Selecting and allocating
Abstract
An example method for allocating resources among tasks is provided. The method includes defining each task from a group of tasks in relation to an outcome of the each task. The outcome of each task is associated with a plurality of dimensions with respect to which the outcome is evaluated. The method also includes determining a subgroup of tasks from the group of tasks based on the dimensions associated with the outcomes of the tasks and determining a utility level for each of the tasks in the subgroup by using a utility function. The method further includes identifying a solution for allocating the resources among the subgroup of tasks based on a comparison of the utility level of the tasks.
Claims
exact text as granted — not AI-modified1 . A method for allocating resources among tasks, the method comprising:
defining, with a computing device, each task from a group of tasks in relation to an outcome of the each task, wherein the outcome of each task is associated with a plurality of dimensions with respect to which the outcome is evaluated; determining, with the computing device, a subgroup of tasks from the group of tasks based on the dimensions associated with the outcomes of the tasks; determining, with the computing device, a utility level for each of the tasks in the subgroup by using a utility function; and identifying, with the computing device, a solution for allocating the resources among the subgroup of tasks based on a comparison of the utility level of the tasks.

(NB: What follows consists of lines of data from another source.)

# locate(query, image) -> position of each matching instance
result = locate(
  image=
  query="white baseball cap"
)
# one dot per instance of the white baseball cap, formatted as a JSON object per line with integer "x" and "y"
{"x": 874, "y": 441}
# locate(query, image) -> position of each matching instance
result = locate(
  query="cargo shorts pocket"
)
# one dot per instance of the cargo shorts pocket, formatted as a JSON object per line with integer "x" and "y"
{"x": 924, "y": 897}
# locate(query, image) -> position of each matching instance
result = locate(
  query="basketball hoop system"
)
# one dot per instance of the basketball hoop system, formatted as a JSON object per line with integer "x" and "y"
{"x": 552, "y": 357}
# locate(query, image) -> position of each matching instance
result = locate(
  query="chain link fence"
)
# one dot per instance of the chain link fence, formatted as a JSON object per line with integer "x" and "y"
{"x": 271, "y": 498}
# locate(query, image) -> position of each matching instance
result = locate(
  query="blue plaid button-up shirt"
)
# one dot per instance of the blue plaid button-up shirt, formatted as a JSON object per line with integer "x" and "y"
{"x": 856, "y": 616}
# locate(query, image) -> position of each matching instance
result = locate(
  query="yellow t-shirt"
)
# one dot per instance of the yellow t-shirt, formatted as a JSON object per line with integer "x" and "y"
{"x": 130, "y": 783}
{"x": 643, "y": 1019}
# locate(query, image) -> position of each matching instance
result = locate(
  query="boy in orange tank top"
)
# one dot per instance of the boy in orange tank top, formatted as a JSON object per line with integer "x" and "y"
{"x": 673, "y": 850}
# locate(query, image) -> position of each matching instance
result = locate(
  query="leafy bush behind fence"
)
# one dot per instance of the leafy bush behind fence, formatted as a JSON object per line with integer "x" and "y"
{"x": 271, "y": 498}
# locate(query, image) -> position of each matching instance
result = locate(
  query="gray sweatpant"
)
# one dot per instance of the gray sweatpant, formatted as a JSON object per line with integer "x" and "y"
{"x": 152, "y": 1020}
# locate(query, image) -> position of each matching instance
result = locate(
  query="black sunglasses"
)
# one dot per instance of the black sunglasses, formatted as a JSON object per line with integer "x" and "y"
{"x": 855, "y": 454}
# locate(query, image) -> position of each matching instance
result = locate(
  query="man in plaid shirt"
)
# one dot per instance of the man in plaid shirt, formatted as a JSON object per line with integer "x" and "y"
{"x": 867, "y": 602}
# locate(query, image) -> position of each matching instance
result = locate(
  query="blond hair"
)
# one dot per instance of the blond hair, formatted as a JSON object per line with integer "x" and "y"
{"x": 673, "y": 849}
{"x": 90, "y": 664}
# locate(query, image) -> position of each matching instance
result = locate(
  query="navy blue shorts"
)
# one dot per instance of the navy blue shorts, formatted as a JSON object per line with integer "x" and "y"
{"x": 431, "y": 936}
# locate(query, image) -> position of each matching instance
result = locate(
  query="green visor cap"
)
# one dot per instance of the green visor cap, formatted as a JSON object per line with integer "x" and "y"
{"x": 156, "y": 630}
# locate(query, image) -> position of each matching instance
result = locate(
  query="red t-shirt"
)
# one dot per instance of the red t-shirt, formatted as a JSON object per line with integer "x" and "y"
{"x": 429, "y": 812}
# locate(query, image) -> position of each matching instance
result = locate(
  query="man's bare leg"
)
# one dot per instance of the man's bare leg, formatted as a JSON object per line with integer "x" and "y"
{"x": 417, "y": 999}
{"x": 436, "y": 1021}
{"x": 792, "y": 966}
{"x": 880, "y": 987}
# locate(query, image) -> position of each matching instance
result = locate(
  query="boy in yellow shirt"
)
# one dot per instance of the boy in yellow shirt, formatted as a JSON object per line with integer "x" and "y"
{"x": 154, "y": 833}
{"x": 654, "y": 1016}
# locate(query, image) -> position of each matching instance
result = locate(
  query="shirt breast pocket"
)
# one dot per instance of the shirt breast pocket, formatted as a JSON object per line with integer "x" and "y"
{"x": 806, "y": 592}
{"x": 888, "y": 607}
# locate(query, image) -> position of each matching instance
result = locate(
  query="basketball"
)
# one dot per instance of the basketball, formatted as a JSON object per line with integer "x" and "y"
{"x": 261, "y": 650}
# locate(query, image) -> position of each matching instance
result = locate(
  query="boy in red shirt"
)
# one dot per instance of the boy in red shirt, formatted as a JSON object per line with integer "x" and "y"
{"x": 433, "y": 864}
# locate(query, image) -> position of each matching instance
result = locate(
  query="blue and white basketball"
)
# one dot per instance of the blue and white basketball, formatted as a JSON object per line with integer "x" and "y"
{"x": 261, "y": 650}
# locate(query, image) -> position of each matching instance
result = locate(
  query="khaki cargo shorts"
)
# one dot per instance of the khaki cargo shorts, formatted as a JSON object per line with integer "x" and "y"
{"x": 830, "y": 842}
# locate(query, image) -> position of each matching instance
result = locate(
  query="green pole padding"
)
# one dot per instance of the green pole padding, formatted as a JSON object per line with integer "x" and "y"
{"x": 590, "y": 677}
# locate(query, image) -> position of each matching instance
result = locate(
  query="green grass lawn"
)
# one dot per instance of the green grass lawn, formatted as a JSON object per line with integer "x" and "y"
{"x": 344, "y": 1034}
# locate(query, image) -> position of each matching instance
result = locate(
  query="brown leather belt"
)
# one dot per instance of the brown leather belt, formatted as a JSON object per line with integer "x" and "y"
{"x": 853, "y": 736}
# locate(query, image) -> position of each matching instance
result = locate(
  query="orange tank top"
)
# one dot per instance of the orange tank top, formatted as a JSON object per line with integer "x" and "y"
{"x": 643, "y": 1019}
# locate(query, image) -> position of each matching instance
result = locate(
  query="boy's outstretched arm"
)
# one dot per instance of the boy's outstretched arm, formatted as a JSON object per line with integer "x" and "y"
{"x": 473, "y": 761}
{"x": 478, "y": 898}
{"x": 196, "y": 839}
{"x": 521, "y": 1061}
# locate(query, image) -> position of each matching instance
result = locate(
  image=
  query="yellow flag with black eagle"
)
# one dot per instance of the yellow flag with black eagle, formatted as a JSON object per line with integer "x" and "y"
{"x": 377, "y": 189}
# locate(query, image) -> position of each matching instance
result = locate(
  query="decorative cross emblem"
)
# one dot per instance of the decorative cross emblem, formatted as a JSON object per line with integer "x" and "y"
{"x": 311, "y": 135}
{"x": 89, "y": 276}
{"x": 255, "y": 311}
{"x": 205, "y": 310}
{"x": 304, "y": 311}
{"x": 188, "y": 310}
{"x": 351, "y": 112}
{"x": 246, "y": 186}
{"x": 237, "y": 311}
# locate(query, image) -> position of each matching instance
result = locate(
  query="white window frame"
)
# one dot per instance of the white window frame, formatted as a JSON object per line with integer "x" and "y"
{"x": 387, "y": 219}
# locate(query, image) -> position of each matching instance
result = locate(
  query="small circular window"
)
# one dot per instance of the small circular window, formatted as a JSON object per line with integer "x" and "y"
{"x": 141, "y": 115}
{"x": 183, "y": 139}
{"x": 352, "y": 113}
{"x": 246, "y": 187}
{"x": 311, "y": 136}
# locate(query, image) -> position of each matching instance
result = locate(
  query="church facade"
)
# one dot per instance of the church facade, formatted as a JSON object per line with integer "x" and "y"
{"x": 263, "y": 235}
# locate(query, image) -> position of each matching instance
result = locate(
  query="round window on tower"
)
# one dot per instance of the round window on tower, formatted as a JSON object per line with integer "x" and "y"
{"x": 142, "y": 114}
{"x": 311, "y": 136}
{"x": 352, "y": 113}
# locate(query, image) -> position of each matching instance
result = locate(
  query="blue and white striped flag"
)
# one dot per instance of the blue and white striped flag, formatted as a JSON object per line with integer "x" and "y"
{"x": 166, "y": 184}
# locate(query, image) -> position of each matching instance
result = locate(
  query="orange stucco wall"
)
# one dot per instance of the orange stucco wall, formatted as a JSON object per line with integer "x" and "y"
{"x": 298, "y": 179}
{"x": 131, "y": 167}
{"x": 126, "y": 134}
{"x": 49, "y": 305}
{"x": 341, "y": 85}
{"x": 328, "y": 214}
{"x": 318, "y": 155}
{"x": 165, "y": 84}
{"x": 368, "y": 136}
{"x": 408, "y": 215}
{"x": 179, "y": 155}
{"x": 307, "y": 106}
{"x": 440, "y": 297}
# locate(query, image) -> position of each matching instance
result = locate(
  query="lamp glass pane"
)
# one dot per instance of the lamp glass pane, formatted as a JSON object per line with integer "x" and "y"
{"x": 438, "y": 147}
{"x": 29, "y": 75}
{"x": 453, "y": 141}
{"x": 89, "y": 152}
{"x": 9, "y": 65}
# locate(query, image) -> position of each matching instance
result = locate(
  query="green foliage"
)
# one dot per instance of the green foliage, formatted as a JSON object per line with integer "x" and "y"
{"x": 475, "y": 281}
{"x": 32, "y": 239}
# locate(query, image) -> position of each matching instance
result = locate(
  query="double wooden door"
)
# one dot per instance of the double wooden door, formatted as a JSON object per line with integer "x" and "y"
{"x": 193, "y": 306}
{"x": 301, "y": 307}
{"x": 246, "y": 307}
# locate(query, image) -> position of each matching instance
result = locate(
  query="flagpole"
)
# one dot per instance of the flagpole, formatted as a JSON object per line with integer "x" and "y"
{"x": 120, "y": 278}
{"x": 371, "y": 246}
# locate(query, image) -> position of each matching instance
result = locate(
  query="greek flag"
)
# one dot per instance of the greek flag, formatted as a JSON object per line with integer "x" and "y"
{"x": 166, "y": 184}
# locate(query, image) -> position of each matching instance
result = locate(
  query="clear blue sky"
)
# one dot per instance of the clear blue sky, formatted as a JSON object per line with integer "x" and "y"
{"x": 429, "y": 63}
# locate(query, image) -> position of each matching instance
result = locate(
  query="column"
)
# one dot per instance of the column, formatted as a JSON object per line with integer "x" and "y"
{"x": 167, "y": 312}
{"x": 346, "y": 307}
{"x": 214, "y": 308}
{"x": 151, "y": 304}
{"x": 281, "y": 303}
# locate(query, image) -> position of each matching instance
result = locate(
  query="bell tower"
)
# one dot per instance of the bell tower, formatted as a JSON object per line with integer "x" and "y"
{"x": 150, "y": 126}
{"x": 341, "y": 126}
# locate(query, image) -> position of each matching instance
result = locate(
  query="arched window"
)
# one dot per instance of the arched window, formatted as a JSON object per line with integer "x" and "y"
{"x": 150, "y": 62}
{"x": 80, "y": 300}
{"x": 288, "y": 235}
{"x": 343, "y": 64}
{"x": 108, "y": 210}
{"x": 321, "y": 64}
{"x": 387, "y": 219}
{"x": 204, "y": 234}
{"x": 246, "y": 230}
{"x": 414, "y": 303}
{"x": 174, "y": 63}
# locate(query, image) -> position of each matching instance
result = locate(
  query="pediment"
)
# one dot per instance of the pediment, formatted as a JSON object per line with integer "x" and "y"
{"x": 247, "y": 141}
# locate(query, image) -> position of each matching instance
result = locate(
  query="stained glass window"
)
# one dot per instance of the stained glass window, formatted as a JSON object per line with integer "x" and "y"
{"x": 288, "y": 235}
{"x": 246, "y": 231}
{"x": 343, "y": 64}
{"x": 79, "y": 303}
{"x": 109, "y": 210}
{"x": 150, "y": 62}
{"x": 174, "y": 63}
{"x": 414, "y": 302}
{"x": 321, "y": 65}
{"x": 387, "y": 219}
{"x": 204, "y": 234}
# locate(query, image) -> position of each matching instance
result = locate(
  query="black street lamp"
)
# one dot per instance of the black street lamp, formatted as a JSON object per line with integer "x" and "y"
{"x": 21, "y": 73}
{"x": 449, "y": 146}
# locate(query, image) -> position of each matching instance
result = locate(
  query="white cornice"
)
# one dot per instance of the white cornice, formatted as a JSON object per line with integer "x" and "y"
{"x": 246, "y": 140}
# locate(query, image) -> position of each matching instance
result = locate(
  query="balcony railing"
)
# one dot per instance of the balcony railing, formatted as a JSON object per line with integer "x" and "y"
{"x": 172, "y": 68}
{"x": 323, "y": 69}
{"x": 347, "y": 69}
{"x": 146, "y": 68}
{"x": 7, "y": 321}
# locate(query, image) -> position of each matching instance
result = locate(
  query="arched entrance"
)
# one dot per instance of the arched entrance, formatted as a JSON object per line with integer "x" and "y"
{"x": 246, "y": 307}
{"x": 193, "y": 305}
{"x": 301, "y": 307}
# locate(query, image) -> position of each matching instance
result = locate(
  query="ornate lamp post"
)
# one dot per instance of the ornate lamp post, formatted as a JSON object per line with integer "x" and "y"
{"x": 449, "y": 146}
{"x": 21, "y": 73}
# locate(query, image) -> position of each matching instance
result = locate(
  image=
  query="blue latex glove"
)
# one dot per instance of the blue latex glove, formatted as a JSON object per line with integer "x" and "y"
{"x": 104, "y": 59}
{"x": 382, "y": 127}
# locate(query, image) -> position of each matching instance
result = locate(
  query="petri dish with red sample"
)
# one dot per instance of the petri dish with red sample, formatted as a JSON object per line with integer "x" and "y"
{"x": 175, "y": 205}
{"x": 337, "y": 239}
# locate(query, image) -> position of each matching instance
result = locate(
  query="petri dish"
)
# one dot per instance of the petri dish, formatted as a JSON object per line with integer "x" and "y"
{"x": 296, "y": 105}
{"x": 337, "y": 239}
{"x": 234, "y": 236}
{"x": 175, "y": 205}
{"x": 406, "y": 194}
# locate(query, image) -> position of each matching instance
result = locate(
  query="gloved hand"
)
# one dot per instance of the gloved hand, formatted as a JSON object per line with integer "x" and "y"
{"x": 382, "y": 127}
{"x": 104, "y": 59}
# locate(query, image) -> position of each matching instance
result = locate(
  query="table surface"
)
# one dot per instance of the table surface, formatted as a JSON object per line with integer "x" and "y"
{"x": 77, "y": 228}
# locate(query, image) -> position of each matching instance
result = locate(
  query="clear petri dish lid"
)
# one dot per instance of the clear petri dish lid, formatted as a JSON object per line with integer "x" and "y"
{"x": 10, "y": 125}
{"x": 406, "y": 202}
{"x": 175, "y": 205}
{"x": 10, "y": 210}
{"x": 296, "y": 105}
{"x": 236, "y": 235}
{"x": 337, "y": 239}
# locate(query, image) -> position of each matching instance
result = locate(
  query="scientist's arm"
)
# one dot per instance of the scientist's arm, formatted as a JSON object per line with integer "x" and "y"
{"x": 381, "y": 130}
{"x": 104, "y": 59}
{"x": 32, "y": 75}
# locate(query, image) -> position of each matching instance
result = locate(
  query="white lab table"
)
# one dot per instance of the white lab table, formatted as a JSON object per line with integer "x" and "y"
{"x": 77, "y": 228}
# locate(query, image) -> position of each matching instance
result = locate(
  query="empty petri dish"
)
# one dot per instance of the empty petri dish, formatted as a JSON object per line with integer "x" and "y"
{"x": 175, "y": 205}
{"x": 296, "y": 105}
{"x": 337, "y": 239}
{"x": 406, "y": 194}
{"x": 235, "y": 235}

2 . The method of claim 1 , wherein the outcome for each task includes a value for each dimension associated with the outcome from the task.
3 . The method of claim 1 , wherein identifying a solution for allocating the resources among the subgroup of tasks comprises:
inputting, with the computing device, a plurality of parameters into the utility function, calculating, with the computing device, the utility level of each task from the subgroup of tasks based on the plurality of parameters, identifying, with the computing device, a task from the subgroup of tasks that is a temporary best solution for allocating the resources, updating, with the computing device, a value for at least one of the parameters of the utility function, identifying, with the computing device, another task from the subgroup of tasks that is a proposed temporary best solution for allocating the resources, and determining, with the computing device, a final solution to select a task from the subgroup of tasks.
4 . The method of claim 3 , wherein the plurality of parameters comprise values for the dimensions associated with each task, values representing a relative importance of the dimensions, and a first parameter associated with an elasticity of substitution value that represents a degree of flexibility with which a user is willing to exchange a gain in at least one dimension with a loss in at least one different dimension, wherein the values representing the relative importance of the dimensions can be inputted from the user or can be predetermined values.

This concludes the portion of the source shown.